Pure billevesée, au contraire. Le processus électoral était tout ce qu'il y a de fair. C'est une simple astuce de propagande lancée à l'époque qui a été reprise par des historiens révisionnistes (qui sont souvent aussi ceux qui cherchent à réhabiliter le totalitarisme fasciste).

Guareschi était en effet très à droite (mais pas fasciste). Son idéologie est le campanilismo (la campagne contre la ville) et transparait surtout quand des communistes de la ville arrivent au village: c'est eux les vrais méchants, vu qu'ils conjuguent les deux signes de la Bête. (Ce dont il reste un léger écho dans le film.)

Par ailleurs, si le référendum de 1946 avait été remporté par les monarchistes, les chances de rechute dans le fascisme auraient été très élevées: depuis 1922, la maison de Savoie s'était compromise jusqu'au cou avec le "Duce" (et les Britanniques, qui ne comprenaient pas grand-chose à l'Italie et sous-estimaient gravement la nature liberticide du fascisme italien et son degré d'affaissement moral, avaient bêtement refusé en 1944 la solution avancée par des monarchistes constitutionnels italiens (notamment Croce) d'une abdication du roi Victor-Emmanuel III au profit de la génération suivante des Savoie, ce qui aurait pu en effet sauver la monarchie en limitant l'odieuse complaisance royale de 1922-26 vis-à-vis du fascisme à ce roi-là plutôt qu'à toute la dynastie.

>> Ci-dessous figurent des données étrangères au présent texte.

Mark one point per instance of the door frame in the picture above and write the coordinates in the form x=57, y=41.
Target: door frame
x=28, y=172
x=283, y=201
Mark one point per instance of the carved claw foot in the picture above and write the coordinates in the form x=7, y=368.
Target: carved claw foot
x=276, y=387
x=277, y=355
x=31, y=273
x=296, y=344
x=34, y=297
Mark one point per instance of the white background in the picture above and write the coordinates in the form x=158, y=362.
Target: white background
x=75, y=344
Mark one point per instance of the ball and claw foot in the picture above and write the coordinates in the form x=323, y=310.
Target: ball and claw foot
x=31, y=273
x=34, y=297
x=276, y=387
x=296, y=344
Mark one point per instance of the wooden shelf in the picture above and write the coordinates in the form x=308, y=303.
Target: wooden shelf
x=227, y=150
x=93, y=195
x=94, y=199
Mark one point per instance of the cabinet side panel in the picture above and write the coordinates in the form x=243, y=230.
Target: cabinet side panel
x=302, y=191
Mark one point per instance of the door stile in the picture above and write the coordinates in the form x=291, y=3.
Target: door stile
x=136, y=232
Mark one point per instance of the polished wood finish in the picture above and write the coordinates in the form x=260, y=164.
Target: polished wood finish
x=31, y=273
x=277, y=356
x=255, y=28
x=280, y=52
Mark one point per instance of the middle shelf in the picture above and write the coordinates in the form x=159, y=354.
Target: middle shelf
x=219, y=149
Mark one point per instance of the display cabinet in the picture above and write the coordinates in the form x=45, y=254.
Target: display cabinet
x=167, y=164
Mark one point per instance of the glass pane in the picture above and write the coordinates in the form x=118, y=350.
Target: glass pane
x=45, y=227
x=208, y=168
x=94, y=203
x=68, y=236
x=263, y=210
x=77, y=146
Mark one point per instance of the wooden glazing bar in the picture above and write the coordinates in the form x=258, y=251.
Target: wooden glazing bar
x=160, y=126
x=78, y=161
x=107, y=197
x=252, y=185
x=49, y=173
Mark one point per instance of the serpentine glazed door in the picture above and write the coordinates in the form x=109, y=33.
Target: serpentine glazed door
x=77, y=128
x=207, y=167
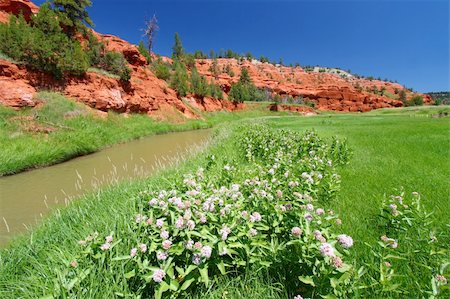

En outre, ce qui désormais traînait dans le coin comme monarchistes n'avait plus guère à voir avec les libéraux monarchistes-constitutionnels qui ont établi la démocratie parlementaire de 1860. À preuve la Destra nazionale – le petit parti monarchiste italien – s'est fusionné avec le parti néofasciste en 1972 pour former le MSI-DN.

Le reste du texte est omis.